Une baisse du volume des échanges internationaux pour la 2ème année consécutive et une possible modification de la structure des échanges de biens entre les pays
Les risques pesant sur la prévision d’un recul de 4,3% du commerce mondial en volume en 2020 sont baissiers, dans la mesure où les nombreuses annonces de fermeture de frontières ne sont pas prises en compte dans le modèle de prévision de Coface (le modèle s’appuie sur les prix du pétrole, les coûts du transport maritime, la confiance des entreprises manufacturières aux États-Unis et les exportations coréennes comme variables explicatives). A plus long-terme, la crise du COVID-19 pourrait également avoir des conséquences sur la structure des chaînes de valeur mondiales. En effet, la principale source de vulnérabilité des entreprises, dans le contexte actuel, est leur forte dépendance à un nombre réduits de fournisseurs situés dans quelques pays. Augmenter leur nombre pour anticiper de possibles ruptures dans les chaînes d’approvisionnement sera donc désormais une priorité pour les entreprises.
Une majorité de secteurs affectés pour quelques secteurs épargnés
Pour les entreprises, les mesures soudaines prises par les gouvernements de plus de 40 pays pour endiguer l’expansion du COVID-19, représentant plus de la moitié de la population mondiale, ont eu des conséquences immédiates. Ces confinements se traduisent par un choc d’offre jamais observé lors des précédentes grandes crises.

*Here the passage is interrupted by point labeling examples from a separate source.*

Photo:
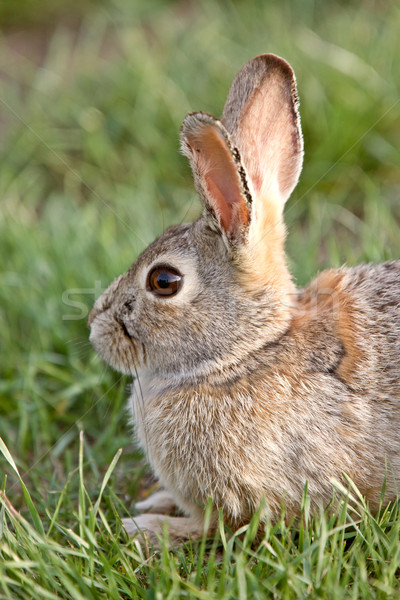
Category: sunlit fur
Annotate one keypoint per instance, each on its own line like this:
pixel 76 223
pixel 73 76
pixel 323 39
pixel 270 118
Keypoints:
pixel 248 388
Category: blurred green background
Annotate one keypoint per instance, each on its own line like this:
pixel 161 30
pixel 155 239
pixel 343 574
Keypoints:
pixel 92 97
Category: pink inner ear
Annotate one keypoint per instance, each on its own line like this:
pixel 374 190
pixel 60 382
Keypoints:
pixel 219 172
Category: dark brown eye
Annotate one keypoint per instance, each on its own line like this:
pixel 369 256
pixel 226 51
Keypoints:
pixel 164 281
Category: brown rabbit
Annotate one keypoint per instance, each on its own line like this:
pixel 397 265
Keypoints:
pixel 247 388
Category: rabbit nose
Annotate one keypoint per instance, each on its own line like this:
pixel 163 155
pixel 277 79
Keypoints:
pixel 100 306
pixel 92 315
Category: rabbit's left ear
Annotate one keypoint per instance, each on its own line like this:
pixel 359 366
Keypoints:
pixel 218 174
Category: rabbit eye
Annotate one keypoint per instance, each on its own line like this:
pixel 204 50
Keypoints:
pixel 164 281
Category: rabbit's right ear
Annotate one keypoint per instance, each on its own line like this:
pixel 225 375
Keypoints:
pixel 246 165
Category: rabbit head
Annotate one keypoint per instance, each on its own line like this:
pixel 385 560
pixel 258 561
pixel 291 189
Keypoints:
pixel 203 296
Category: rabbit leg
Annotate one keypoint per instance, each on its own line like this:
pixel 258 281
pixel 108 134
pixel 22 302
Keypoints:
pixel 151 525
pixel 160 502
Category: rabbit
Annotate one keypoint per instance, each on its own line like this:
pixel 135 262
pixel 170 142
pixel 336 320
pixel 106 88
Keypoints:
pixel 246 387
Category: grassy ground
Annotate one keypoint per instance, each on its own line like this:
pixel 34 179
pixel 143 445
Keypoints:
pixel 90 172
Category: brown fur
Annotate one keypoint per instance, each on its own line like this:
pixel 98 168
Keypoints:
pixel 247 388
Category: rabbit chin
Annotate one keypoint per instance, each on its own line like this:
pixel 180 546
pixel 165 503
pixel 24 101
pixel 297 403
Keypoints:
pixel 114 345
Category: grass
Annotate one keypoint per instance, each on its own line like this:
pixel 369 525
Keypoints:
pixel 90 173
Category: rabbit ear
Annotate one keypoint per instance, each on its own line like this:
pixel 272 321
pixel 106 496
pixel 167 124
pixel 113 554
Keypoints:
pixel 261 115
pixel 219 176
pixel 262 118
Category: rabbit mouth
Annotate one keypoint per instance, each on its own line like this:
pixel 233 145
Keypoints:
pixel 116 345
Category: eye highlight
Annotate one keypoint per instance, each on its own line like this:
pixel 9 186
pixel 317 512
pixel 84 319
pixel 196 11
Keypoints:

Le choc initial est non pas dû à une crise financière mais concerne l’économie réelle où les individus ne peuvent pas se rendre sur leur lieu de travail et où les entreprises subissent des ruptures de chaînes d’approvisionnement en biens intermédiaires. Tourisme, hôtellerie, restauration, loisirs et transports sont durement touchés ; également quasiment tous les segments de la distribution spécialisée et la plupart des filières manufacturières (hors industrie agro-alimentaire) ; quand d’autres secteurs de services sont beaucoup moins affectés : télécommunication, eau, assainissement. A ce choc d’offre s’ajoute un choc de demande. De nombreuses dépenses de consommation de biens et services sont annulées ou reportées. S’ajoute à cela le facteur aggravant du confinement sur la confiance des ménages. Les biens de consommation durables, comme l’automobile, devraient être parmi les plus pénalisés par ce choc. D’autres dépenses, telles que le textile et l’habillement ou encore les produits électroniques, sont aussi susceptibles d’être quasiment réduites à zéro. A l’autre bout de l’échelle, la consommation de produits agro-alimentaires et pharmaceutiques devrait même profiter de cette situation exceptionnelle.

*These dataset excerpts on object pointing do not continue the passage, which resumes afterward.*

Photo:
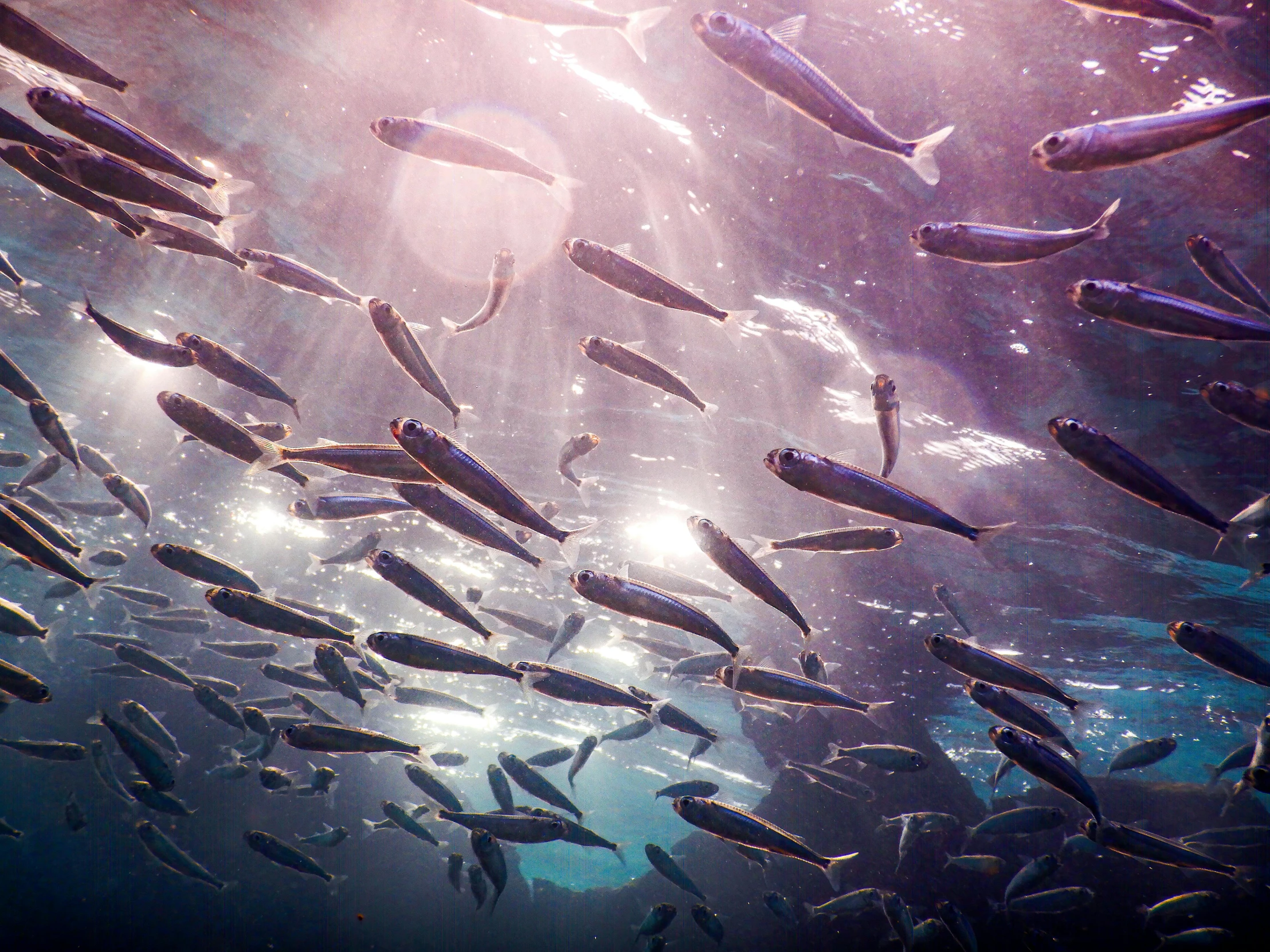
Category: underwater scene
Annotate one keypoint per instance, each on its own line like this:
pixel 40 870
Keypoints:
pixel 555 475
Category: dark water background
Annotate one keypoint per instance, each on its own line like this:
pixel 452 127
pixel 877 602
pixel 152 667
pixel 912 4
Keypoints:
pixel 680 158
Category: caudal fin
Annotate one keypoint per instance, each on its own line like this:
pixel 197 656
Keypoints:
pixel 638 25
pixel 922 162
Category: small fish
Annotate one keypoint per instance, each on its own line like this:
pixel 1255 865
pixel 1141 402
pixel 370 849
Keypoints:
pixel 428 139
pixel 279 852
pixel 739 827
pixel 853 488
pixel 1045 765
pixel 769 59
pixel 997 245
pixel 1116 144
pixel 1225 274
pixel 665 863
pixel 632 363
pixel 260 612
pixel 489 853
pixel 1241 404
pixel 352 555
pixel 669 580
pixel 111 133
pixel 501 278
pixel 741 568
pixel 332 739
pixel 579 760
pixel 619 269
pixel 1142 754
pixel 1161 313
pixel 138 344
pixel 640 601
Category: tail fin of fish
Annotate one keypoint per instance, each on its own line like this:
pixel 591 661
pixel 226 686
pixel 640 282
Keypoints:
pixel 562 188
pixel 985 533
pixel 922 162
pixel 639 23
pixel 572 542
pixel 1100 226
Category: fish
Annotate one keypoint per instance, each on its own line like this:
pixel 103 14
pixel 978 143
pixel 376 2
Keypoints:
pixel 1118 144
pixel 234 369
pixel 46 749
pixel 1043 763
pixel 770 60
pixel 492 861
pixel 148 761
pixel 326 837
pixel 138 344
pixel 284 855
pixel 332 739
pixel 624 360
pixel 128 493
pixel 851 488
pixel 559 17
pixel 687 789
pixel 430 655
pixel 106 772
pixel 1162 313
pixel 741 568
pixel 1142 754
pixel 579 760
pixel 671 580
pixel 40 167
pixel 169 237
pixel 501 278
pixel 575 687
pixel 1016 711
pixel 468 522
pixel 1122 469
pixel 997 245
pixel 1225 274
pixel 421 587
pixel 736 825
pixel 1150 847
pixel 653 604
pixel 291 276
pixel 352 555
pixel 550 758
pixel 404 348
pixel 986 666
pixel 773 685
pixel 465 473
pixel 216 430
pixel 567 632
pixel 885 757
pixel 1241 404
pixel 665 863
pixel 450 145
pixel 111 133
pixel 260 612
pixel 1020 821
pixel 509 828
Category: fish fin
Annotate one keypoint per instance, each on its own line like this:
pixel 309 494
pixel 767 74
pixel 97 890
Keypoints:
pixel 987 532
pixel 560 190
pixel 1100 226
pixel 922 162
pixel 572 542
pixel 789 32
pixel 638 23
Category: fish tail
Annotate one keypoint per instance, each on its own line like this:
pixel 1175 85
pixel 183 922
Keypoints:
pixel 1100 227
pixel 985 533
pixel 639 23
pixel 922 160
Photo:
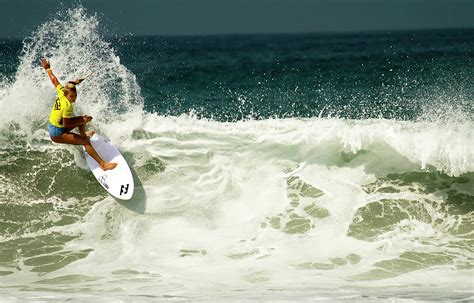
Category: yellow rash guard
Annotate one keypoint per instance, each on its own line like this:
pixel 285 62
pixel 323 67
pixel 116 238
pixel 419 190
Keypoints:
pixel 62 108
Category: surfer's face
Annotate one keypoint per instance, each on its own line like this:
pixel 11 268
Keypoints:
pixel 71 95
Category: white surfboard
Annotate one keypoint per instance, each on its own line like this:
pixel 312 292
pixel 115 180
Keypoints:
pixel 118 181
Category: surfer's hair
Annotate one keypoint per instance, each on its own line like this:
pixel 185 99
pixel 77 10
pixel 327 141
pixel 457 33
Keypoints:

Les suites politiques de la pandémie
La suite la plus évidente de la pandémie à court terme est qu’elle exacerbe les tensions géopolitiques existantes. Le risque d’une nouvelle vague de mesures protectionnistes, visant en particulier les secteurs clés dans le cadre de la nouvelle donne économique et sanitaire (limitation d’exportations de produits agroalimentaires et/ou pharmaceutiques jugés vitaux) n’est pas à exclure. La poursuite de la « guerre commerciale » entre la Chine et les États-Unis visant des filières stratégiques, en particulier l’électronique, reste aussi une possibilité, a fortiori dans le contexte de campagne présidentielle aux États-Unis et en cas de montée des contestations sociales dans l’un de ces deux pays.